HK: I think it is a very exciting race, because of the layout and also the atmosphere. This is a special weekend in the F1 season. The circuit is very fast, you run very light downforce and the drivers need to maintain total concentration throughout. You often see quite dramatic races here as well, and the Ferrari supporters will be out in force this weekend to cheer on their team. Our goal will be to put on a strong performance for the fans who are supporting us out in the stands too.

Q: What is the impact of the low downforce levels?

HK: It is very demanding for the drivers and the teams. The car feels very "light" to drive, and slides very easily in the corners. Lesmo 1 and Lesmo 2 are particularly tricky, because you take them in 4th gear at high speed and when the tyres are already a bit worn, like in race conditions, it is very difficult to control the car. Those are the unique challenges Monza offers.

Q: What will be the keys to a strong performance?
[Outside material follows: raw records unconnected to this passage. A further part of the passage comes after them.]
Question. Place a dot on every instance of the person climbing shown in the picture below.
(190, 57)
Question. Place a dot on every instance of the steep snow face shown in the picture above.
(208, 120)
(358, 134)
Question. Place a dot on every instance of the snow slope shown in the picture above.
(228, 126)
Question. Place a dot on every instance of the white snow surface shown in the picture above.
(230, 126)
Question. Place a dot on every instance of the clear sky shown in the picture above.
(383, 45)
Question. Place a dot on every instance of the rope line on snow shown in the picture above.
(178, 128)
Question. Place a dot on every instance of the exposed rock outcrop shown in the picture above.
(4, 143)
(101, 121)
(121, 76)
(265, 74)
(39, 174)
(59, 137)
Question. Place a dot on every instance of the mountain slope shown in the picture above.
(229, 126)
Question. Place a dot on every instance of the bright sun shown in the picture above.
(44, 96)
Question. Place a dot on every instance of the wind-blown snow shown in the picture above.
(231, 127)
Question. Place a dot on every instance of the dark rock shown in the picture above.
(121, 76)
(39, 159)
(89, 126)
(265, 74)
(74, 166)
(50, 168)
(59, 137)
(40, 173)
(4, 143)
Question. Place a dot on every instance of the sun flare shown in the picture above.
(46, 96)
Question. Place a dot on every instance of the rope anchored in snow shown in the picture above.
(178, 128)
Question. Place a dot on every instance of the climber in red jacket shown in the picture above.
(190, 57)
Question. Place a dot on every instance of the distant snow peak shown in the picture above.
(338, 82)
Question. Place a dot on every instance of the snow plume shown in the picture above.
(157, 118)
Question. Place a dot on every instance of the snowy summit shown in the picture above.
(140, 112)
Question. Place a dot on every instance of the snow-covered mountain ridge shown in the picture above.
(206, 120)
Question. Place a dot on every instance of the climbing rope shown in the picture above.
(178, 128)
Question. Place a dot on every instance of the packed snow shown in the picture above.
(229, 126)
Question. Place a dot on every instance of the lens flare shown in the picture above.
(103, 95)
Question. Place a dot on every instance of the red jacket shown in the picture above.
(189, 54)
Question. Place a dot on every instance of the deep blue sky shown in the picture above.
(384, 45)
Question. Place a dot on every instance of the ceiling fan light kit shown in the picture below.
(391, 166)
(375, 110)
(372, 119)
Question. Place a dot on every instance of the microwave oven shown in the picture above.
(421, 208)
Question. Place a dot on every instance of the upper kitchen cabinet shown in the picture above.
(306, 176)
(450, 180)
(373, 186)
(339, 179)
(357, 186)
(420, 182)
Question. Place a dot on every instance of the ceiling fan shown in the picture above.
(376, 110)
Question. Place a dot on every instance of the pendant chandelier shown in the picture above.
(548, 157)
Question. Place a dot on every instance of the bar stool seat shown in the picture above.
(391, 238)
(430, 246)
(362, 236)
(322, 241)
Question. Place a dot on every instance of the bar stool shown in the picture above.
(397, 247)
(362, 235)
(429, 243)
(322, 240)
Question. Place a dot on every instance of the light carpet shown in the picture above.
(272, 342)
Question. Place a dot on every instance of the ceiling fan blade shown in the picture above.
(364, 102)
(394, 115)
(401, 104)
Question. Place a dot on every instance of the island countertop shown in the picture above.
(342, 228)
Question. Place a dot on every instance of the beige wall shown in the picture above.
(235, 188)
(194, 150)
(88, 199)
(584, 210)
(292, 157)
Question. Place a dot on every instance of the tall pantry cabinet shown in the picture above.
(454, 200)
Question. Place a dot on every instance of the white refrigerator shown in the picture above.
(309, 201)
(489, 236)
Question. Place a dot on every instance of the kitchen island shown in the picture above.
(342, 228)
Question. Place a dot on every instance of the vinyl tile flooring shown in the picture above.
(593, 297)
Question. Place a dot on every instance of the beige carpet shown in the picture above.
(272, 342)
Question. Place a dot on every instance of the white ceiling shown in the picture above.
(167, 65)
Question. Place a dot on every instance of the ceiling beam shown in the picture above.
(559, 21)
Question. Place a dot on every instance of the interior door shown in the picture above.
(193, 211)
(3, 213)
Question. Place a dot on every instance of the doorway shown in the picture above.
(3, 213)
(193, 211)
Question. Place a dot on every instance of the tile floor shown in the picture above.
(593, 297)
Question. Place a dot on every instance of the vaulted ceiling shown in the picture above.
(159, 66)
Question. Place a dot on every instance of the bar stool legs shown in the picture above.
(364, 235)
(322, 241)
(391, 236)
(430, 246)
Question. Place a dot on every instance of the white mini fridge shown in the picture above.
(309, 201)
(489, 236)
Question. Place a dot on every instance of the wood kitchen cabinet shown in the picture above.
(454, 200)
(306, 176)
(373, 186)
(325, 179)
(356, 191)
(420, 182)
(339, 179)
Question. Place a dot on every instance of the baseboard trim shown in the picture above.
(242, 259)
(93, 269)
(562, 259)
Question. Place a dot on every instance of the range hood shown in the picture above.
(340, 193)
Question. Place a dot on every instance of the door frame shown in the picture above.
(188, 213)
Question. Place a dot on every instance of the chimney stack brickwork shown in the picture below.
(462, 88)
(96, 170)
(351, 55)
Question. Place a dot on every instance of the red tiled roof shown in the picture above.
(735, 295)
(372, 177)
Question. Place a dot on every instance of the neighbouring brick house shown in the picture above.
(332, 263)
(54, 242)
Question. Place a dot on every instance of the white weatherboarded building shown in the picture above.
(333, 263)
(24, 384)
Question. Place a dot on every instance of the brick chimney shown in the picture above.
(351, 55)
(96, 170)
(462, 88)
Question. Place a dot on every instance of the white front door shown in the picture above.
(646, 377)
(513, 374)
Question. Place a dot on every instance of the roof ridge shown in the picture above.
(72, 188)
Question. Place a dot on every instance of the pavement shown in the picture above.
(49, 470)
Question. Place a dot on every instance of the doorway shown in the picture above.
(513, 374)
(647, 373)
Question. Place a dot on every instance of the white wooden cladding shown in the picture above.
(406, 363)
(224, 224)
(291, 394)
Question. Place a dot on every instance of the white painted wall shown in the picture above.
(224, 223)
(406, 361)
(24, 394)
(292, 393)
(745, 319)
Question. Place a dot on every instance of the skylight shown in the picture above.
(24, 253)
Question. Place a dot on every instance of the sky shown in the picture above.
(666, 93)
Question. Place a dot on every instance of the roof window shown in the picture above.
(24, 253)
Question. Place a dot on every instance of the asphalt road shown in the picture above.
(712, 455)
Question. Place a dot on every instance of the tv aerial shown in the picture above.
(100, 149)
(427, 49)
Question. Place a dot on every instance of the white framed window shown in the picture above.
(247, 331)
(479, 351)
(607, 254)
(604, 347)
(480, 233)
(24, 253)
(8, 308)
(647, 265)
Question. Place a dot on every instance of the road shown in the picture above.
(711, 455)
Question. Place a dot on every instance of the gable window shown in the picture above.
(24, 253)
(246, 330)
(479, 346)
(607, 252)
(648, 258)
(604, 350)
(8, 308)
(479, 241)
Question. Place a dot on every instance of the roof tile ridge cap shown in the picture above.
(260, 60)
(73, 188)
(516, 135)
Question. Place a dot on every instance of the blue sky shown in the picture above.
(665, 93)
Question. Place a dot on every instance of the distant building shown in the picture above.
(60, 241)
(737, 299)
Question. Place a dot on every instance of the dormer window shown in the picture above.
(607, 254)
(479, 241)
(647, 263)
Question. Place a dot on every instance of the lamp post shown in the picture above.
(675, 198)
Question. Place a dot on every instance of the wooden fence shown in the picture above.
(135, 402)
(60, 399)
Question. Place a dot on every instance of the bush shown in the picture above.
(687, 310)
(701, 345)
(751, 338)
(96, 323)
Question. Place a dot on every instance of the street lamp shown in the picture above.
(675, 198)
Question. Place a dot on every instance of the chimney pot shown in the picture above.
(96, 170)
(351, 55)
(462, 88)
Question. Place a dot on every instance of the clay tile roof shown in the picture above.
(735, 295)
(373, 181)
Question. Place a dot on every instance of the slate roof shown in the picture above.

HK: Monza is a high-speed circuit, and it goes without saying that good top speed is essential. But I think it will be even more important to concentrate on the corner exit, so we can put the power down as soon as possible without sliding and losing time. We looked at these areas during the test and collected lots of data, which we will use to build our programme for Friday practice. We want to show once again that we are making progress, just like we did in Istanbul.

Giancarlo Fisichella: "I can't wait to race at home in Italy!"

Q: Giancarlo, Turkey was a tough race -- but you still pushed all the way to the flag...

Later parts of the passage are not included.